Ege sorunlarına her iki tarafın da kabul edebileceği, "adil, kalıcı ve kapsamlı" çözüm için zemin hazırlamak amacıyla gerçekleştirilen ön görüşmelere 12 Mart 2002'de Ankara'da başlanmıştı.
İki ülkenin Dışişleri Bakanlığı müsteşarları arasında yürütülen görüşmelerin sonuncusu olan 60. tur, 1 Mart 2016'da Atina'da yapılmıştı. Dönemin Yunan hükümeti tarafından askıya alınan görüşmeler, bu tarihten sonra siyasi istişareler formatında devam etmiş ancak istikşafi çerçeveye dönmemişti.
Uzmanlar, Türkiye ile Yunanistan arasında İstanbul'da devam eden 61. ön görüşmeyle ilgili açıklamalarda bulundu.
''TÜRKİYE, DOĞU AKDENİZ İLE İLGİLİ BİR İSTİKŞAFİ GÖRÜŞMEYİ KABUL ETMEMELİ''
Emekli Büyükelçi ve Başkent Üniversitesi Öğretim Görevlisi Dr. Ahmet ZekiBulunç, Yunanistan ile yapılan ön görüşmelerin sonuç vereceği bir yapı ve zeminin bulunmadığını dile getirerek Atina'nın kıta sahanlığı, FIR hattı, deniz ve karasuları gibi hususları egemenlik alanı kabul ettiği için bu konuları müzakere etmediğini söyledi.
Yunanistan'ın sadece kıta sahanlığı konusunu uluslararası mahkemelere başvurma koşuluyla görüşmeye razı olduğuna dikkati çeken Bulunç, "Dolayısıyla bütün temel politikalarını sürdürecek şekilde zemin kazanmaya çalışıyor. Bu nedenle istikşafi görüşmelerin bir sonuç verebileceğini ummuyorum. Sadece Yunanistan Türkiye'nin son dönemde ortaya koyduğu kararlılıklarını frenleyecek veya askıya aldıracak bir geçiş süreci yaratmaya çalışıyor." dedi.
Bulunç, Yunanistan'ın Doğu Akdeniz'de deniz yetki alanı hakkı olmamasına rağmen Türkiye'yi uluslararası düzeyde bir görüşme zeminine çekmek suretiyle bölgede hak iddia etmeye başlayabileceğine, bunun da Türkiye açısından son derece riskli ve tehlikeli bir konu olduğuna dikkati çekti.
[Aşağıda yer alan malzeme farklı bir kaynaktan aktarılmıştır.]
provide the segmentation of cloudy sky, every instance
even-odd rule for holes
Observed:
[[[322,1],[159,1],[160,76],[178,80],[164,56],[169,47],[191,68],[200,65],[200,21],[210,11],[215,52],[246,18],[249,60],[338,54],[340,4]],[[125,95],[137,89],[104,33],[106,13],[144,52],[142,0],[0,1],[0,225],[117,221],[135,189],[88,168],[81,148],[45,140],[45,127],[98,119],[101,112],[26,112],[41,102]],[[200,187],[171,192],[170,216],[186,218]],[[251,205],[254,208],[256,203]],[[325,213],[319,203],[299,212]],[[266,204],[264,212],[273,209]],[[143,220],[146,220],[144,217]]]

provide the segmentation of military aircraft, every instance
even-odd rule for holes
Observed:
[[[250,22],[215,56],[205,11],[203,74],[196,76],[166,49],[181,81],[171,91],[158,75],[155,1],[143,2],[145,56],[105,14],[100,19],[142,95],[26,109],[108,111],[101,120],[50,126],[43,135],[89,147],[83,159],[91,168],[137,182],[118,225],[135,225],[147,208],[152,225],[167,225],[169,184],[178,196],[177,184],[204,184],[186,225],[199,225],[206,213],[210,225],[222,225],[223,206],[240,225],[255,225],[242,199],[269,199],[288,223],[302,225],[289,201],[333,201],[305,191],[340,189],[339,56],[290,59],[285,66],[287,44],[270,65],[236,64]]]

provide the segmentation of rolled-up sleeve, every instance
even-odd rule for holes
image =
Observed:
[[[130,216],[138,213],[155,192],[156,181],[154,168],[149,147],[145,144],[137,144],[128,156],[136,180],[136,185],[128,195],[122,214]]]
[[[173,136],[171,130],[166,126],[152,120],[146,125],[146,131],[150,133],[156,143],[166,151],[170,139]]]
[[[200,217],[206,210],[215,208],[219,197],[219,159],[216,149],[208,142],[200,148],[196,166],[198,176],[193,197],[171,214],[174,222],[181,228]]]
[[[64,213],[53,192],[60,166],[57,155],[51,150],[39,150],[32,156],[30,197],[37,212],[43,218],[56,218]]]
Türkiye'nin Doğu Akdeniz ile ilgili herhangi bir istikşafi görüşmeyi kabul etmemesi gerektiğine vurgu yapan Bulunç, şunları ifade etti:
"Yunanistan'ın Doğu Akdeniz'de küçücük adalarından dolayı bir deniz yetki alanı yoktur. Türkiye'nin ise kıta sahanlığı ve Münhasır Ekonomik Bölge alanları mevcuttur. Özellikle Libya ile yapılan anlaşmadan sonra onu geçersiz sayabilecek manevraları hem AB hem de ABD yapmak istemektedir. Yunanistan, İsrail ve Güney Kıbrıs Rum Yönetimi birlikte hareket ederek bu konuyu istikşafi görüşmelerde gündeme getirmeye çalışmaktadır."
Bulunç, Türkiye bu görüşmenin başarısızlığa uğramasını önleyecek, özellikle de AB'nin yaptırım tehditleri veya bir bakıma şantajlarının önünü kesecek şekilde yumuşak bir giriş yapacağına işaret ederek şunları kaydetti:
"Diplomasiyi başarıyla yürütmesi ve Yunanistan'a Doğu Akdeniz'de benzer istikşafi görüşme zemini oluşturmaması açısından izleyeceği bir politika, Türkiye açısından son derece önemli olacaktır. Bu süreci Türkiye diplomasisinin çok iyi değerlendireceğini düşünüyorum."